Member of the Mississippi Senate from the 2nd district
- In office January 1944 – January 1948

Member of the Mississippi House of Representatives from the Jasper County district
- In office January 1916 – January 1924

Personal details
- Born: March 10, 1883 Polkville, Mississippi
- Party: Democrat

= Henry Lloyd Finch =

American politician

Henry Lloyd Finch was a lawyer Democratic Party member of both houses in the Mississippi legislature in the early-to-mid 20th century.

== Early life and education ==
Henry Lloyd Finch was born on March 10, 1883, in Polkville, Mississippi. He was the son of Christopher Finch and Mary Elizabeth (Evans) Finch.

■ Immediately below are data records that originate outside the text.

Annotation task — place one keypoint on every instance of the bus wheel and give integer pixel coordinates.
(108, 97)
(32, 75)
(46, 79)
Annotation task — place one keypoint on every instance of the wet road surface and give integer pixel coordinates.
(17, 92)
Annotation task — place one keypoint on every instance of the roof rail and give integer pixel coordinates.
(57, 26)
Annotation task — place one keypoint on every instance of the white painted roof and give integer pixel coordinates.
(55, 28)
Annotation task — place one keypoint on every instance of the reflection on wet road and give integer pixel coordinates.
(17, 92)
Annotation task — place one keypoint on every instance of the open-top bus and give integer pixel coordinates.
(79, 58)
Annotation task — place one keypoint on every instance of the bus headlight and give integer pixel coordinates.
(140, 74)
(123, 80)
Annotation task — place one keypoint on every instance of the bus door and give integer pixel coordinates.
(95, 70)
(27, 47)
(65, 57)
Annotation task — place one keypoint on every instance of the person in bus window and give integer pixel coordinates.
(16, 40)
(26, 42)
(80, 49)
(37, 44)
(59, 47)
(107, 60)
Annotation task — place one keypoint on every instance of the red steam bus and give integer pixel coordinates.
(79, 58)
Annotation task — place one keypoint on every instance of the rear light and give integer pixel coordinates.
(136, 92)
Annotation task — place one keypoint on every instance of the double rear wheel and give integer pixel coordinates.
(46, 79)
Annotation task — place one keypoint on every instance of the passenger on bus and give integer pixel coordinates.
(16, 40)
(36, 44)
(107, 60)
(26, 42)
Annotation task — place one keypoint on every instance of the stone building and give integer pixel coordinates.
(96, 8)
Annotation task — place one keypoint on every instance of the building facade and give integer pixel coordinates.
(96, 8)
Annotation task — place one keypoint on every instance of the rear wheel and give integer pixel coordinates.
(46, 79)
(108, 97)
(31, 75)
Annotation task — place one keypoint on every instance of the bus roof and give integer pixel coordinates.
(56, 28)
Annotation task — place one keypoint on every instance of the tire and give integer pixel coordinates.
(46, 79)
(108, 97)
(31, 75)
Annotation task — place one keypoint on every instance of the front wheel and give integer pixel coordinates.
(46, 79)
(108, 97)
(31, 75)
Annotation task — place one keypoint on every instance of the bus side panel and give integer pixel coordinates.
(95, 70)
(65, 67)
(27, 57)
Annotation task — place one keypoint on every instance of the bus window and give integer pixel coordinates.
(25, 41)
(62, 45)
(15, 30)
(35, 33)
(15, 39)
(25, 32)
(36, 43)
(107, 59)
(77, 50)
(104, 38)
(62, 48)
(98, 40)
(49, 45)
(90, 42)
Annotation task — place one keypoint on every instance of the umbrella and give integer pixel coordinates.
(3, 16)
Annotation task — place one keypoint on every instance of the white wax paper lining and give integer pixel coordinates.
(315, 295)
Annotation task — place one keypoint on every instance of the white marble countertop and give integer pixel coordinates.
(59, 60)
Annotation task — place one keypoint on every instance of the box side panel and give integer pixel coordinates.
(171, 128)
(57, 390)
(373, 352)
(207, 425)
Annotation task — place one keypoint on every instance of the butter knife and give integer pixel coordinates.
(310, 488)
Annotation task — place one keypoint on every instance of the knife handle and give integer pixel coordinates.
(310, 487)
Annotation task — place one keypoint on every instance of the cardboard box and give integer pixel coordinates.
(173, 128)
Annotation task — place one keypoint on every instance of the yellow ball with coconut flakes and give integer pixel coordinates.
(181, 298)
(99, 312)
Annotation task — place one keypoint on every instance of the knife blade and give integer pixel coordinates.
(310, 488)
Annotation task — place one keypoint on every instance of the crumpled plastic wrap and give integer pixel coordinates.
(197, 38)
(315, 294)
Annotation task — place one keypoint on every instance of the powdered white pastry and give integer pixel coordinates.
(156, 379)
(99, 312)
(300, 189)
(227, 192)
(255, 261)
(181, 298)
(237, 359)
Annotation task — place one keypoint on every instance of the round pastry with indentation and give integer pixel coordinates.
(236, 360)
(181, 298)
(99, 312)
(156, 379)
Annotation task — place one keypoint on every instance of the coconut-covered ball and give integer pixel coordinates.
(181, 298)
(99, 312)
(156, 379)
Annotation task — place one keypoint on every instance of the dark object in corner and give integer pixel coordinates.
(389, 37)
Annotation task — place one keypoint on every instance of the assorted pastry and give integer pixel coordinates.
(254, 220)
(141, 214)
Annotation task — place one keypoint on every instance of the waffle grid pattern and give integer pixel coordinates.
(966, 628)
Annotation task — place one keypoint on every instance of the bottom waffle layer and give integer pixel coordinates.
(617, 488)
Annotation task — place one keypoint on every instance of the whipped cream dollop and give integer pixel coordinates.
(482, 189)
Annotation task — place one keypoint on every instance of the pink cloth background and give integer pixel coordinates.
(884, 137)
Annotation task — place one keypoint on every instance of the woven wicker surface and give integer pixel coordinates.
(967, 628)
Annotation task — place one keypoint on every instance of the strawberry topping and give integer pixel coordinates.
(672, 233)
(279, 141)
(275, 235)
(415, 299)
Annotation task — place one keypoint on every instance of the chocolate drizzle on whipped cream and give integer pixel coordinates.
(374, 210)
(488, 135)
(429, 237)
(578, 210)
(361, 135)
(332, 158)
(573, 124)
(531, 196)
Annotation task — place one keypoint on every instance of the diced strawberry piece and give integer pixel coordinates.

Finch was educated in the Mississippi Conference Training School. For four years, he taught in the public schools of Jasper County, Mississippi. He graduated from the Law Department of Millsaps College in 1907 with a L. L. B. degree.

==Career==
He began practicing law the same year in Paulding, Mississippi. He moved to Heidelberg, Mississippi, in 1912 and continued practicing law there. In December 1915, he was elected to represent Jasper County as a Democrat in the Mississippi House of Representatives from 1916 to 1920. He was re-elected to serve from 1920 to 1924. He then represented Mississippi's 2nd senatorial district in the Mississippi State Senate from 1944 to 1948.